We can spend weeks in discovery, and it drives some clients to the point of despair – because they think they already know what the plan should look like! Truth be told, they probably do. But our shared knowledge is deeper, and the plan’s content is richer, after we engage in discovery together.

Integrating new ideas into existing constructs is what the human brain was designed to do. Found insight is simply inviting new perspective to have weight and impact. It’s allowing your strategic process to inform your strategic plan.

"We have met the enemy, and he is us!"

A recent article in Forbes by leadership consultant Joseph Folkman recently caught my attention. Folkman observed that the vast majority of the thousands of leaders he’s worked with over the years do not value self-development. “Practicing self-development is the gateway for improving every competency, and it should not be ignored,” he writes. “Why do leaders avoid it? And why do they fail?”
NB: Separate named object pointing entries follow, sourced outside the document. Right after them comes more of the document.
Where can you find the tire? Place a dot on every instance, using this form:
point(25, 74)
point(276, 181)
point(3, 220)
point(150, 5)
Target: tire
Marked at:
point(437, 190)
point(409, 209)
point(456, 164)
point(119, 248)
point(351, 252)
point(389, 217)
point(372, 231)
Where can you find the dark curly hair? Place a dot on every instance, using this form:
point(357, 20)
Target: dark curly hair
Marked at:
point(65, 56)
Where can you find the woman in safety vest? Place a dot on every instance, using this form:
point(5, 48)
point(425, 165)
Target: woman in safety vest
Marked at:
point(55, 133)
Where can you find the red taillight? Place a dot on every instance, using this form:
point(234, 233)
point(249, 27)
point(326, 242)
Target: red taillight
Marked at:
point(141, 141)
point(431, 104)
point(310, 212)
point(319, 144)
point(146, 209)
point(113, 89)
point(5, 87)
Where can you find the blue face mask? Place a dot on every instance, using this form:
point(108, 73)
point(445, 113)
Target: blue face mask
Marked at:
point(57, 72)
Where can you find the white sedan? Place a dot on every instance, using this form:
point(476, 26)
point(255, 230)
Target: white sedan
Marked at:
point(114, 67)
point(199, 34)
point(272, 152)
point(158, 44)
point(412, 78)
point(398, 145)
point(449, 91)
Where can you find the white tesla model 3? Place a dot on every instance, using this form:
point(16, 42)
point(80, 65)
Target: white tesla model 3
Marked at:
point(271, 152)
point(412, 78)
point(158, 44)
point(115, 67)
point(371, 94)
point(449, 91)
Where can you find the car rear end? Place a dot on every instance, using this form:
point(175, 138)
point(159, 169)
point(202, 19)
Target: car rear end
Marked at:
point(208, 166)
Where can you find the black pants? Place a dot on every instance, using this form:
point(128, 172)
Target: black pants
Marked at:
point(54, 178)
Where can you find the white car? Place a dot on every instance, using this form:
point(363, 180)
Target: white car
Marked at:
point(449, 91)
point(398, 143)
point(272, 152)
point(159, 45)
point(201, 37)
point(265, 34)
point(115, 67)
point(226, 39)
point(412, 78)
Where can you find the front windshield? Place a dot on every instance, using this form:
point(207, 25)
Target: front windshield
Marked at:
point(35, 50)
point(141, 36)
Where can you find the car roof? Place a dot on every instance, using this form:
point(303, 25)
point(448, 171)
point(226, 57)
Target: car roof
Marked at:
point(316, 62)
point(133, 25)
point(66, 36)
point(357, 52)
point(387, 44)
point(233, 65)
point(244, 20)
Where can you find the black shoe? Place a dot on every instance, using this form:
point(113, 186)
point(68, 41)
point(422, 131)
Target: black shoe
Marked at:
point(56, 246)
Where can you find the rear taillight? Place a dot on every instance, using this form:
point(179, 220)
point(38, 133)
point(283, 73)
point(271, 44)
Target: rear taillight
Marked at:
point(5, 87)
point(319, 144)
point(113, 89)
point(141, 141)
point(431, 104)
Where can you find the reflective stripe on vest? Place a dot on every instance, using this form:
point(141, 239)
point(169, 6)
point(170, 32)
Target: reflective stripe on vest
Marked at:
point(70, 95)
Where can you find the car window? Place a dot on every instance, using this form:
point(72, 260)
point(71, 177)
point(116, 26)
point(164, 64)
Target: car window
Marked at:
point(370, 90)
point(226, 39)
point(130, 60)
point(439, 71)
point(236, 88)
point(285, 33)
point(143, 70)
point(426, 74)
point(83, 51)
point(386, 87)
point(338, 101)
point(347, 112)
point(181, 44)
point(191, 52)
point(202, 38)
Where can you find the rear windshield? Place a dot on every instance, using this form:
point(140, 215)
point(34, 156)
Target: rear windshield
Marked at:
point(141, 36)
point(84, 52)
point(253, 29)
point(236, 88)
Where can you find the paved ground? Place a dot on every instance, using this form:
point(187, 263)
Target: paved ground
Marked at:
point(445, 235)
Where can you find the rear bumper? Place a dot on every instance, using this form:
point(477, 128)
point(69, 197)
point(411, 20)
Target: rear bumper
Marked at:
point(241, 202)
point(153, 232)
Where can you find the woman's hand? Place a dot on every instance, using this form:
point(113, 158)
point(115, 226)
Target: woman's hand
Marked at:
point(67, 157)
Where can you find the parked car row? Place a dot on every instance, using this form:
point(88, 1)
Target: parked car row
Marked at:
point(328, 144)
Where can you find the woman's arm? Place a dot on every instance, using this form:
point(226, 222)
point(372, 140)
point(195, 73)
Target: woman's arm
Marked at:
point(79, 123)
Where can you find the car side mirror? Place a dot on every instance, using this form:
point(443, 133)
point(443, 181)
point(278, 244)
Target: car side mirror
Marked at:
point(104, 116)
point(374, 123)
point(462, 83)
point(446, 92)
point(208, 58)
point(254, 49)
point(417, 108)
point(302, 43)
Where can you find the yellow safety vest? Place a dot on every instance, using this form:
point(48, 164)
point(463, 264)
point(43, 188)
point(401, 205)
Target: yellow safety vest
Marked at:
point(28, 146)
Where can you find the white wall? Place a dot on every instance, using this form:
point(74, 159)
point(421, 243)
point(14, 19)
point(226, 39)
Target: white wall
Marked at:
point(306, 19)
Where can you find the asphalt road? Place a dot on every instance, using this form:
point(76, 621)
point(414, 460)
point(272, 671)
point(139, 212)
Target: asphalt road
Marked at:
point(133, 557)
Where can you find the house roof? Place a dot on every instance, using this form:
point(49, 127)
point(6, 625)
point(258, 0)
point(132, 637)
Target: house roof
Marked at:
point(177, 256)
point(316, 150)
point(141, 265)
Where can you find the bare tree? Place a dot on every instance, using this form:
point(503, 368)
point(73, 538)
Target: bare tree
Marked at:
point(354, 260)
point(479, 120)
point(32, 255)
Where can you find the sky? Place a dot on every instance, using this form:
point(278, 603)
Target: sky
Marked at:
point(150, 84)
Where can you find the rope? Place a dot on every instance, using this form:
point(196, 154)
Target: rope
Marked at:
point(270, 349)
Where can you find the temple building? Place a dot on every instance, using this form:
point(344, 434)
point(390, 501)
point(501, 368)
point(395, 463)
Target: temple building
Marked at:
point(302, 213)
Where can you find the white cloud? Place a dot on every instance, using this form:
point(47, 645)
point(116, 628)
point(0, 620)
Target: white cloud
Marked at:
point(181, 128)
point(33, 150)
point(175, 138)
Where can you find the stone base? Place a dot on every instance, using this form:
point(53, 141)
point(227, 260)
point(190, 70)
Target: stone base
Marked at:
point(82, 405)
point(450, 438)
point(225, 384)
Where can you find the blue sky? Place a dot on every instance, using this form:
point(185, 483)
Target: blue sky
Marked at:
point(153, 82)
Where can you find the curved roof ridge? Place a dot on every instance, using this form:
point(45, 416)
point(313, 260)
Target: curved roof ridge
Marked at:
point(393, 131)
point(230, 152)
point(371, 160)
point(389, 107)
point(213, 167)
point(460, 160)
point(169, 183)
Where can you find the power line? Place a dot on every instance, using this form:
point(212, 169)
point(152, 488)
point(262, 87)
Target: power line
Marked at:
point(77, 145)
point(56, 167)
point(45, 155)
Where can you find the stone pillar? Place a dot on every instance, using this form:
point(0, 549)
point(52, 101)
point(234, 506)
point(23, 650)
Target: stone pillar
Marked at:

His observation – which mirrors my own, albeit less experienced, take – that too many people (and not just leaders) too often put their own professional and personal development on the back burner is disconcerting. And not just because my business relies on people investing in themselves. 

Folkman identifies several reasons why people fail at self-development – they don’t know how to listen; they aren’t open to the ideas of others; they aren’t honest with themselves; they don’t take time to develop others; they don’t take the initiative.

I’ve seen all of these in action. I’ve probably exhibited each of them countless times in my own leadership journey. But I’ve also seen, and experienced, a deeper problem – leaders who simply lack the awareness that they represent the tip of a bigger development opportunity.

In our work at Floricane, we’re often brought into organizations with the best of intentions. Our clients see a real developmental need in the organization, and want us to work with senior leadership to make adjustments. Those adjustments usually involve other people.

Too often, I am reminded of Walt Kelly’s pointed cartoon strip Pogo of long ago – “We have met the enemy, and he is us!”

It’s sometimes painfully amusing to listen to leaders who talk a great talk about the importance of self-awareness and leadership development – for everyone below them. They believe that the fact that they’ve brought us into the organization for a serious engagement, that they’re making an investment in their people, is evidence that they’re good leaders. A mirror is one leadership tool remarkably absent from their professional toolkit.

“We’ve worked with dozens of consultants over the years,” groused one leader we met, “and nothing’s ever changed. Why should we think that you’ll be any different? 

My immediate thought was that he should expect exactly the same results. After all, he and his fellow leadership team members were the only common denominator across all of those engagements.

Before you can truly fail at self-development, you’ve got to engage in self-development. Once you engage in self-development, you can apply Folkman’s key behaviors:

·      Active listening for content, meaning and emotion in every conversation.

·      Being open to others’ ideas, and soliciting their input and feedback regularly.

·      Being honest with yourself, and regularly looking in the mirror for opportunities to improve.

·      Develop others, and model self-development through your own actions.

·      Take the initiative and get started.